Re: [Possible REGRESSION, 4.16-rc4] Error updating SMART data during runtime and could not connect to lvmetad at some boot attempts

2018-03-13 Thread Bart Van Assche
On Tue, 2018-03-13 at 22:32 +0800, Ming Lei wrote:
> On Tue, Mar 13, 2018 at 02:08:23PM +0100, Martin Steigerwald wrote:
> > Ming and Bart, I added you to cc, cause I had to do with you about another 
> > blk-mq report, please feel free to adapt.
> 
> Looks RIP points to scsi_times_out+0x17/0x1d0, maybe a SCSI regression?

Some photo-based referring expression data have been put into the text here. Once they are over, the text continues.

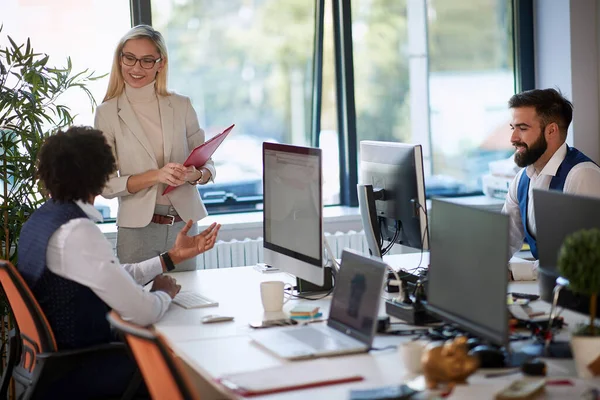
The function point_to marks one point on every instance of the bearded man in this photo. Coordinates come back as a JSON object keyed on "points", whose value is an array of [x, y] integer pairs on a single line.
{"points": [[540, 120]]}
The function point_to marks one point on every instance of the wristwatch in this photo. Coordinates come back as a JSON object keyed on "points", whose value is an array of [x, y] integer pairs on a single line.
{"points": [[168, 261], [197, 181]]}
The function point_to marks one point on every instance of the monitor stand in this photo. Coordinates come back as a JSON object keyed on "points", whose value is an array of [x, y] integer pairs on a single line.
{"points": [[305, 287]]}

I think that it's much more likely that this is a block layer regression. See
e.g. "[PATCH v2] blk-mq: Fix race between resetting the timer and completion
handling" 
(https://www.mail-archive.com/linux-block@vger.kernel.org/msg18338.html).

Bart.

Re: [Possible REGRESSION, 4.16-rc4] Error updating SMART data during runtime and could not connect to lvmetad at some boot attempts

2018-03-13 Thread Ming Lei
On Tue, Mar 13, 2018 at 02:08:23PM +0100, Martin Steigerwald wrote:
> Hans de Goede - 11.03.18, 15:37:
> > Hi Martin,
> > 
> > On 11-03-18 09:20, Martin Steigerwald wrote:
> > > Hello.
> > > 
> > > Since 4.16-rc4 (upgraded from 4.15.2 which worked) I have an issue
> > > with SMART checks occassionally failing like this:
> > > 
> > > smartd[28017]: Device: /dev/sdb [SAT], is in SLEEP mode, suspending checks
> > > udisksd[24408]: Error performing housekeeping for drive
> > > /org/freedesktop/UDisks2/drives/INTEL_SSDSA2CW300G3_[…]: Error updating
> > > SMART data: Error sending ATA command CHECK POWER MODE: Unexpected sense
> > > data returned:#012: 0e 09 0c 00  00 00 ff 00  00 00 00 00  00 00 50
> > > 00..P.#0120010: 00 00 00 00  00 00 00 00  00 00 00 00  00
> > > 00 00 00#012 (g-io-error-quark, 0) merkaba
> > > udisksd[24408]: Error performing housekeeping for drive
> > > /org/freedesktop/UDisks2/drives/Crucial_CT480M500SSD3_[…]: Error updating
> > > SMART dat a: Error sending ATA command CHECK POWER MODE: Unexpected sense
> > > data returned:#012: 01 00 1d 00  00 00 0e 09  0c 00 00 00  ff 00 00
> > > 00#0120010: 00 0 0 00 00  50 00 00 00  00 00 00 00 
> > > 00 00 00 00P...#012 (g-io-error-quark, 0)
> > > 
> > > (Intel SSD is connected via SATA, Crucial via mSATA in a ThinkPad T520)
> > > 
> > > However when I then check manually with smartctl -a | -x | -H the device
> > > reports SMART data just fine.
> > > 
> > > As smartd correctly detects that device is in sleep mode, this may be an
> > > userspace issue in udisksd.
> > > 
> > > Also at some boot attempts the boot hangs with a message like "could not
> > > connect to lvmetad, scanning manually for devices". I use BTRFS RAID 1
> > > on to LVs (each on one of the SSDs). A configuration that requires a
> > > manual
> > > adaption to InitRAMFS in order to boot (basically vgchange -ay before
> > > btrfs device scan).
> > > 
> > > I wonder whether that has to do with the new SATA LPM policy stuff, but as
> > > I had issues with
> > > 
> > >   3 => Medium power with Device Initiated PM enabled
> > > 
> > > (machine did not boot, which could also have been caused by me
> > > accidentally
> > > removing all TCP/IP network support in the kernel with that setting)
> > > 
> > > I set it back to
> > > 
> > > CONFIG_SATA_MOBILE_LPM_POLICY=0
> > > 
> > > (firmware settings)
> > 
> > Right, so at that settings the LPM policy changes are effectively
> > disabled and cannot explain your SMART issues.
> 
> Yes, I now good a photo of one of those boot failures I mentioned, at it 
> seems 
> to be related to blk-mq, as the backtrace contains "blk_mq_terminate_expired".
> 
> I add the screenshot to my bug report.
> 
> [Possible REGRESSION, 4.16-rc4] Error updating SMART data during runtime and 
> boot failures with blk_mq_terminate_expired in backtrace
> https://bugzilla.kernel.org/show_bug.cgi?id=199077
> 
> Hans, I will test your LPM policy horkage for Crucial m500 patch at a later 
> time. I first wanted to add the photo of the boot failure to the bug report.
> 
> Ming and Bart, I added you to cc, cause I had to do with you about another 
> blk-mq report, please feel free to adapt.

Looks RIP points to scsi_times_out+0x17/0x1d0, maybe a SCSI regression?

Thanks,
Ming